Segne auch, Höchster, meine Feinde

DEUTSCHLAND, mda. „Segne auch, Höchster, meine Feinde.“ Auf einmal sind die Leute am Postschalter, die vorhin noch so stumm und genervt in der Schlange gestanden haben, mittendrin in einem Gespräch über Verletzungen und Versöhnung, über Feindschaften am Arbeitsplatz und in der Familie, über die Kraft, die es kosten kann, an einen konkreten Menschen, der einem Unrecht und Schmerz zugefügt hat, auch nur zu denken, ohne ihn schlechtreden zu wollen oder Schlimmeres. „Geben Sie mir noch zehn“, sagt die junge Frau, die das Gespräch ausgelöst hat. „So eine Briefmarke hatte ich noch nie.“ Und hinter ihr meint jemand: „Ich glaub, ich leg mir eine auf den Schreibtisch.“ – „Segne auch, Höchster, meine Feinde.“ Die Sonderbriefmarke zum 100. Geburtstag des Priesters Karl Leisner, in dieser Woche herausgegeben, bewegt mit ihrer Schlichtheit und der Stärke des Zitates aus dem letzten Tagebucheintrag (25. 7. 1945, S. 37) dieses jungen Menschen vom Niederrhein, der kurz nach der Befreiung des Konzentrationslagers Dachau an seiner Tuberkulose-Erkrankung verstarb: Segne auch, Höchster, meine Feinde. Am 28. Februar 2015 ist sein 100. Geburtstag.

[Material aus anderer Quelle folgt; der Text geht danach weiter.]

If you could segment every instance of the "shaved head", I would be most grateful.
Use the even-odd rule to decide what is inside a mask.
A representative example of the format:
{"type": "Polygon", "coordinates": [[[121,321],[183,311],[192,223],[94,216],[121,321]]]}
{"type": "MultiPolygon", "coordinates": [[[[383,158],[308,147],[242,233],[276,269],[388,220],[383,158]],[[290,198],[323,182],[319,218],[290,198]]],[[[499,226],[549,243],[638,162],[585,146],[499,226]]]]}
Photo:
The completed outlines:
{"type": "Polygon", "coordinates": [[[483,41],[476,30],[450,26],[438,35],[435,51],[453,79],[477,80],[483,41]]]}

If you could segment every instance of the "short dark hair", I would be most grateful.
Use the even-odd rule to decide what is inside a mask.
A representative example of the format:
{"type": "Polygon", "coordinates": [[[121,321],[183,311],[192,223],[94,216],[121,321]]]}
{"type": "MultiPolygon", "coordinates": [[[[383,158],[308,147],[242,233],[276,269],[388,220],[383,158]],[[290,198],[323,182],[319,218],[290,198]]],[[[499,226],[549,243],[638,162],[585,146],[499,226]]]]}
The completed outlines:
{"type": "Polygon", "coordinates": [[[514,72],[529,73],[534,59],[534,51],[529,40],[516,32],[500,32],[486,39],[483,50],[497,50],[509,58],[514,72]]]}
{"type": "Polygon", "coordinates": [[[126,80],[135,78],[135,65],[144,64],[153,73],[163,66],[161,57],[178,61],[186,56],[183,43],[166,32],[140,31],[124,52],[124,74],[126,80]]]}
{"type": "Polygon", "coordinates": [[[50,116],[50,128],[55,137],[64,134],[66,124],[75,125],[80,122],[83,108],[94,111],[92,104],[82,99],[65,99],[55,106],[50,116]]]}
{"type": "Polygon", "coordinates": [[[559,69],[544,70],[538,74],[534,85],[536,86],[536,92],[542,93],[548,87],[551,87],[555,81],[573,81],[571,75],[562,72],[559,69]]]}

Die Grafiker Prof. Daniela Haufe und Prof. Detlef Fiedler aus Berlin gestalteten das Sonderpostwertzeichen, das einen Wert von 62 Cent hat. Die Briefmarke ist seit dem 5. Februar 2015 in den Verkaufsstellen der Deutschen Post AG erhältlich und wird am 9. Februar um 12.00 Uhr in der Aula des Bischöflichen Priesterseminars Borromaeum (Domplatz 8, 48143 Münster) der Öffentlichkeit vorgestellt.  Ein Album mit Erstdrucken des Sonderpostwertzeichens erhalten u.a. Bischof Dr. Felix Genn, Monika Kaiser-Haas, Vizepräsidentin des Internationalen Karl-Leisner-Kreises (IKLK) e.V., sowie Pfarrer Benedikt Elshoff, Präsident des IKLK e.V., von dem die Initiative für die Sondermarke ausging.

Der 100. Geburtstag von Karl Leisner, der am 23. Juni 1996 im Berliner Olympiastadion durch Papst Johannes Paul II. seliggesprochen wurde, bewegt nicht nur die Menschen am Postschalter in Lohmar. Im Xantener Stiftsmuseum findet bis Ende Juni eine Ausstellung zum Seligen Karl Leisner statt. Eine Wanderausstellung aus ca. 13 Roll-Ups ist in verschiedenen Städten Deutschlands zu Gast.

Im Franz-Hitze-Haus in Münster findet im Frühjahr eine Tagung zu Karl Leisner statt. Diese ist vom IKLK initiiert; genauso wie Briefmarke, Ausstellung in Xanten und die Gedenkstatue in Kleve, die bereits Ende letzten Jahres zum 70. Jahrestag der Priesterweihe Karl Leisners im Konzentrationslager Dachau aufgestellt wurde.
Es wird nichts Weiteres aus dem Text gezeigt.